La maternidad en segundo plano
Cuando conocí a Bence por primera vez, sentí que finalmente había encontrado a la persona con quien quería compartir mi vida. Todo parecía un cuento de hadas: él era mi príncipe en un caballo blanco y yo su reina. Nuestra boda fue un sueño, y cuando nació nuestro hijo, la felicidad no tenía límites.
Pero con el tiempo, y profundizando cada vez más en el mundo de la maternidad, empecé a notar que Bence me iba dejando cada vez más atrás en sus prioridades. Me cargó con todas las tareas de cuidar al niño: las noches sin dormir, los cambios de pañal, las comidas. Por más que intentaba hablar con él, solo decía que también tenía problemas en el trabajo.

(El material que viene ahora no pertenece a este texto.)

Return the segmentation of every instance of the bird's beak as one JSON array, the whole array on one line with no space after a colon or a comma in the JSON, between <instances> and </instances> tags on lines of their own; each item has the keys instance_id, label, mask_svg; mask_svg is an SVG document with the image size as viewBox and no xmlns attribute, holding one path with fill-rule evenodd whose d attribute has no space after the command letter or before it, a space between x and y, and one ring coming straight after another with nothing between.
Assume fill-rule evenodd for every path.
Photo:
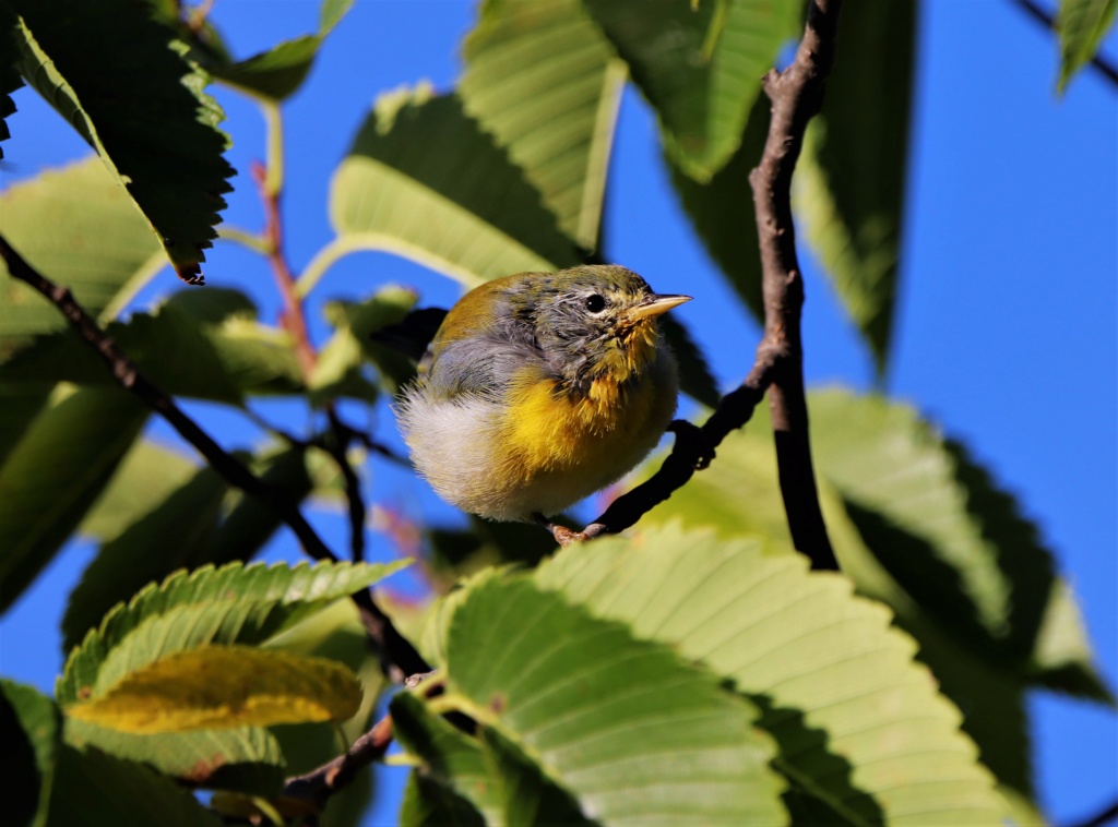
<instances>
[{"instance_id":1,"label":"bird's beak","mask_svg":"<svg viewBox=\"0 0 1118 827\"><path fill-rule=\"evenodd\" d=\"M659 316L661 313L667 313L672 307L679 307L684 302L690 301L691 296L652 295L628 312L628 321L639 322L642 319Z\"/></svg>"}]
</instances>

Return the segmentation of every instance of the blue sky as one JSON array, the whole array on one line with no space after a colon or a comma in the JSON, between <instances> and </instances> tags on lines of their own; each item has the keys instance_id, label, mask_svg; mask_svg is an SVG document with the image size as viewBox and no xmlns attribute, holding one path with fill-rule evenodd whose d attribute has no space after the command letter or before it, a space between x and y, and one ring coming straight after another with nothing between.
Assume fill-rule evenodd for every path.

La gota que colmó el vaso fue una noche que llegué a casa después de un día largo y lo vi sentado en el sofá viendo la televisión, mientras yo apenas podía arrastrarme por el apartamento. Y parecía no darse cuenta de lo agotada que estaba. Fue la primera vez que sentí que no había vuelta atrás. Aunque en papel seguíamos siendo un equipo, en realidad ya no nos apoyábamos de verdad.

¿Carrera o amor?
Márk y yo nos conocimos en la universidad y nos enamoramos al instante. Él estaba construyendo el trabajo de sus sueños, y siempre admiré su ambición. Nuestra relación era dinámica y ambos la disfrutábamos. Pero a medida que él tenía más éxito y sus responsabilidades laborales crecían, empecé a sentir que nuestro amor ya no era tan chispeante ni recíproco como al principio. Yo también estaba construyendo mi carrera, pero parecía que para Márk los eventos de la empresa eran más importantes que cualquier plan que hiciéramos juntos.
La gota que colmó el vaso fue cuando íbamos a ir a un fin de semana romántico y, en el último momento, me dijo que no podía venir porque tenía una reunión de negocios importante. Ahí comprendí que su trabajo siempre sería lo primero para él, y que yo ya no tenía el lugar que esperaba en su vida.
Ataduras familiares y vida offline
De niña, pasaba la mayor parte del tiempo en la granja de mis abuelos, y siempre sentí que ese estilo de vida era un hogar lleno de aventuras. Máté también quería algo parecido, así que cuando nos casamos, decidimos mudarnos al campo.
Al principio todo iba bien, pero pronto descubrí que para Máté la vida rural significaba compartir casa con sus padres, no formar una unidad familiar con nosotros. Sus padres decidían casi todo, y su presencia y voluntad dominaban mi día a día. Por más que intentaba hablar del tema, siempre decía que la familia era lo más importante y que no teníamos derecho a no formar parte de esa comunidad.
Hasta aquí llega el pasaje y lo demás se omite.